As former Commonwealth Secretary-General, Chief Emeka Anyaoku, observed recently, “The first thing the government should do is to deploy its agencies and forces to apprehend those perpetuating the killings because that’s the only way to address the problem. If they are apprehended, prosecuted and punished, that would serve as a deterrent to others.”

Non-state actors are emboldened to continue in their nefarious activities because they are in possession of illegal arms and ammunition. It is estimated that over six million small arms are in the hands of these people in Nigeria. Every effort to arrest the situation has proved abortive. Unfortunately, some of the arms are brought in through our porous borders. Some are supplied to bandits by our security agents. A report by the Auditor-General of the Federation in 2021 indicated that about 178,459 different types of ammunition got missing from the Nigerian police armoury in 2019. So far, nobody could account for those missing weapons.   

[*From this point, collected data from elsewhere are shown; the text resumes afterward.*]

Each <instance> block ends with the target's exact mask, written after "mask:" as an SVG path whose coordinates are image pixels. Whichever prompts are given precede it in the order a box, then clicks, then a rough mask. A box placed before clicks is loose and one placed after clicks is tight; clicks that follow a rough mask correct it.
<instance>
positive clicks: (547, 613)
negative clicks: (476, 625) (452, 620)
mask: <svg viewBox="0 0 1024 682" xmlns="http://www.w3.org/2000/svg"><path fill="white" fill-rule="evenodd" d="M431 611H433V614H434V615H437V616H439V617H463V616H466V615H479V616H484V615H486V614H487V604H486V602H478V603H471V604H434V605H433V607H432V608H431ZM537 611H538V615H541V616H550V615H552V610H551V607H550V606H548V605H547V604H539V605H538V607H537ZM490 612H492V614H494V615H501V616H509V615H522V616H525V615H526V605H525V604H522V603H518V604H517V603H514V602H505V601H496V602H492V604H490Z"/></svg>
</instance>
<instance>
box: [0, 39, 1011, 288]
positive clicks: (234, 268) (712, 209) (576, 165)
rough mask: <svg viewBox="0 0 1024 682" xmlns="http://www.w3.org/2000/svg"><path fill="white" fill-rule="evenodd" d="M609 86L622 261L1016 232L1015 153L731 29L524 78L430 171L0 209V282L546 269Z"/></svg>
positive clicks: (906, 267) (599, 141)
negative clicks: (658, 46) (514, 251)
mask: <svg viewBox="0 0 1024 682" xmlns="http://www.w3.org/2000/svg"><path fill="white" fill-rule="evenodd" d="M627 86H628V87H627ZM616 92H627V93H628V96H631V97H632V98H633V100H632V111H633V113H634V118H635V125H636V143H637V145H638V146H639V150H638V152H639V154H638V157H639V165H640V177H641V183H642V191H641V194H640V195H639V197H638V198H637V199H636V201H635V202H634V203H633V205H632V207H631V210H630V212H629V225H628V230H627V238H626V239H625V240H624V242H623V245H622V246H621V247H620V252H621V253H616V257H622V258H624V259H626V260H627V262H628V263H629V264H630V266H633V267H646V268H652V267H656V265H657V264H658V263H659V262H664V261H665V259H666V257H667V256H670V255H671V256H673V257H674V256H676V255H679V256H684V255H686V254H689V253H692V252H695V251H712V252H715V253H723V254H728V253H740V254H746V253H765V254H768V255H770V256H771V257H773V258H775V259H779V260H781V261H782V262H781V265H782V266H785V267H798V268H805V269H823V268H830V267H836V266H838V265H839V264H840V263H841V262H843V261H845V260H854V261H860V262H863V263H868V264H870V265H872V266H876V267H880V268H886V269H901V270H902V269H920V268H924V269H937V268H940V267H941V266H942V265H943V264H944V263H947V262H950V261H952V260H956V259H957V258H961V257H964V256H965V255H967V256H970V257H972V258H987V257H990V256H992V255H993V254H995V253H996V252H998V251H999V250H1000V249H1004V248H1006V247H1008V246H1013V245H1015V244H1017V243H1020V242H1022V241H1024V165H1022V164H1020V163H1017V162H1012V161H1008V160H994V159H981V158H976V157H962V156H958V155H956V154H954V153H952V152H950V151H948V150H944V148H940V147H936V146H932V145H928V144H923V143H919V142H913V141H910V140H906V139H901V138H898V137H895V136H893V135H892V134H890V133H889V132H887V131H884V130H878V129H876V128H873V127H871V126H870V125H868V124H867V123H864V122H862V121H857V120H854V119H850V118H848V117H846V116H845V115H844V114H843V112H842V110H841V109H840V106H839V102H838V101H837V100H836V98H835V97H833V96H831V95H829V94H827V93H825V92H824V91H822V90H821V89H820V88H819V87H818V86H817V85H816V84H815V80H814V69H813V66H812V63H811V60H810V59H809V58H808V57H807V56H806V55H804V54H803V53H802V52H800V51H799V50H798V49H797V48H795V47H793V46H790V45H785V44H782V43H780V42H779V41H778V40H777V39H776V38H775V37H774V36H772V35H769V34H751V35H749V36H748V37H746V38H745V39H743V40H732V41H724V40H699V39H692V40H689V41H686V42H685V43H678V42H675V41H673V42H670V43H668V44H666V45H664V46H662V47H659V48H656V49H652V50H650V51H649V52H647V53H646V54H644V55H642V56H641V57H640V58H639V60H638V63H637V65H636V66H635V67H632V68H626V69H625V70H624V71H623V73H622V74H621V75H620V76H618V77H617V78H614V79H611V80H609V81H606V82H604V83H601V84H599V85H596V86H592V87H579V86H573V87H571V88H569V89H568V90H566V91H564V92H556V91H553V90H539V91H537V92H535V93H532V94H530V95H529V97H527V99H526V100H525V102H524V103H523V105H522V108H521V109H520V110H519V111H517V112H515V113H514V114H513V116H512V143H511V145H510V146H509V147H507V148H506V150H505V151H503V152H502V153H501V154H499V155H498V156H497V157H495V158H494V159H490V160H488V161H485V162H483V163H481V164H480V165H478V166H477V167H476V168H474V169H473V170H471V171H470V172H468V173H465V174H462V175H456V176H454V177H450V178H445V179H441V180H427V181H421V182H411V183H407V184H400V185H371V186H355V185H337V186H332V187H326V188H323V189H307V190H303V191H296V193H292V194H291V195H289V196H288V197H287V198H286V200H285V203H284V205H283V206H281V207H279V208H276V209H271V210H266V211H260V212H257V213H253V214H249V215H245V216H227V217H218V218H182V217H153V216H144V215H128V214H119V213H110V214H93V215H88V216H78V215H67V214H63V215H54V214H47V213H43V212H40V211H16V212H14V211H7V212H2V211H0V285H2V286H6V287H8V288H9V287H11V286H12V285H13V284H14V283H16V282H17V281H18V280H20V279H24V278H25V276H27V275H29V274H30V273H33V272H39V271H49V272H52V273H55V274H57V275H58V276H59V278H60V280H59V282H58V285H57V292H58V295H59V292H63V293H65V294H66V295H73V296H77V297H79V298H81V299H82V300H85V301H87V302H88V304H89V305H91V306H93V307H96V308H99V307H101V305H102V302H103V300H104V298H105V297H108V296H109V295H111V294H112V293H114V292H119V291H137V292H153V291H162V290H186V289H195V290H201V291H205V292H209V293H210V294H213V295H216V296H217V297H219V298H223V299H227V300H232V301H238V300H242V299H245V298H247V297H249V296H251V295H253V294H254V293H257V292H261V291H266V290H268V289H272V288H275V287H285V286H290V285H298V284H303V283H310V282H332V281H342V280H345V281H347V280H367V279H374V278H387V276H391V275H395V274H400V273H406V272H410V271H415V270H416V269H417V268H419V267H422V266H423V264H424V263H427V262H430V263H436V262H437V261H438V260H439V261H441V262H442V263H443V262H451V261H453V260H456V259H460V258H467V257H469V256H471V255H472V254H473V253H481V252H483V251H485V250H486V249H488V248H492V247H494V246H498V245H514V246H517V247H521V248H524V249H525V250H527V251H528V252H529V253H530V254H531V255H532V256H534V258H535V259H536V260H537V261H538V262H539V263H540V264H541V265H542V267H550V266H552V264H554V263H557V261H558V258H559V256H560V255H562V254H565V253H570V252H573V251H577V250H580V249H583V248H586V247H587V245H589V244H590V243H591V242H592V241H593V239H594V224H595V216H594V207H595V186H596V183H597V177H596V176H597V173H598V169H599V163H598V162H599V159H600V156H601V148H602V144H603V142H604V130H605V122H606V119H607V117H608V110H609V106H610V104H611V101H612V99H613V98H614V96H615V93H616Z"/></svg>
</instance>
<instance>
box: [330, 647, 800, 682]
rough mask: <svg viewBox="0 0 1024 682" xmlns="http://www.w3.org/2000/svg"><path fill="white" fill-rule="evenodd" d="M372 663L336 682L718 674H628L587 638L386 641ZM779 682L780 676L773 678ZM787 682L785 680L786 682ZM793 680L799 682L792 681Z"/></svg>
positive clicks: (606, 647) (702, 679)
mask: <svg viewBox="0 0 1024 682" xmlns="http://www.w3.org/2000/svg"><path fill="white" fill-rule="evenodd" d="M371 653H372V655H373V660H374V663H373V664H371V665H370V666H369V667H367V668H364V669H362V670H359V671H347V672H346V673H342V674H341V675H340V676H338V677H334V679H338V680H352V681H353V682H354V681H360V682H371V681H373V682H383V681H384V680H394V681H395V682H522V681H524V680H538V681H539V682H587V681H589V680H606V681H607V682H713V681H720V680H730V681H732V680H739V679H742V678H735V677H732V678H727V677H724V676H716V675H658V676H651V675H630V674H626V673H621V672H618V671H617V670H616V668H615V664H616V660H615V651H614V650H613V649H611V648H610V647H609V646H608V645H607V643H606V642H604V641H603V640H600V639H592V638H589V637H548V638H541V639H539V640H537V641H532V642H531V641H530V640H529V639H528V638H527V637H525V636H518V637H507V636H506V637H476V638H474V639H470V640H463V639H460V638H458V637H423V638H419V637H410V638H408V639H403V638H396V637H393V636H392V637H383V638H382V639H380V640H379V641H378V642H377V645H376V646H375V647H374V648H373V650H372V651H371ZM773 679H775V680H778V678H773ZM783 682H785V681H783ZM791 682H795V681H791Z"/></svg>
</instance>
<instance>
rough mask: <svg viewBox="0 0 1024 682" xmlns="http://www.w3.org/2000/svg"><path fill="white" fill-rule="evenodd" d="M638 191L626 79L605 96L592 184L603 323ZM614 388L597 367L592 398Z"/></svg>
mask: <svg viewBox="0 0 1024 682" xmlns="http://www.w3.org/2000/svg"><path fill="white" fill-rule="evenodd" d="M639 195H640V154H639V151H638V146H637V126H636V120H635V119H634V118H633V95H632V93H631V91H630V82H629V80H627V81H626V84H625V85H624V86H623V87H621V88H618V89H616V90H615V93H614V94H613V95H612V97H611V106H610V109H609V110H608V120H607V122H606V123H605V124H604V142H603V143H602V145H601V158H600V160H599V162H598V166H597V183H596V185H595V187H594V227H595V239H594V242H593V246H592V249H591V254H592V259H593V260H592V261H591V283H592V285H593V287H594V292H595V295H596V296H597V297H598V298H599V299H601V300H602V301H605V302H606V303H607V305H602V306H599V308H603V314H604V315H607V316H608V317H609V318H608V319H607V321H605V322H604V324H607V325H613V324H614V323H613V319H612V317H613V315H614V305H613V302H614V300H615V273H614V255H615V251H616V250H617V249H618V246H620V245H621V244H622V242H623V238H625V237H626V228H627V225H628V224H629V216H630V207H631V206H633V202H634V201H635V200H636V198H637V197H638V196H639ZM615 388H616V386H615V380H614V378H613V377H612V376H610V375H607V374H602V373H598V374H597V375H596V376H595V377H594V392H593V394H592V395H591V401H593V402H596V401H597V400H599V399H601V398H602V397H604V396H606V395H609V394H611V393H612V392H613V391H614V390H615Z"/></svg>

To fight crime effectively, there is need for the government to embark on security reforms. Such reforms must include effective deployment of technology and intelligence-led policing for effective crime control. State police is also a must if we are serious about fighting crime in Nigeria. State or community police is more responsive than the central police whose numerical strength is less than 400,000. 

President Bola Tinubu met with service chiefs and other heads of security agencies earlier in 2024 in Abuja to find solutions to the spate of insecurity in the country. That meeting has not yielded much dividend. It is important that government procures modern, sophisticated weapons to motivate the security agents to take the war to the enclave of the terrorists with a view to routing them from their hideouts. Government needs to assure the citizens that their security is guaranteed all the time in any part of the country. That is what it owes the citizens as a primary responsibility.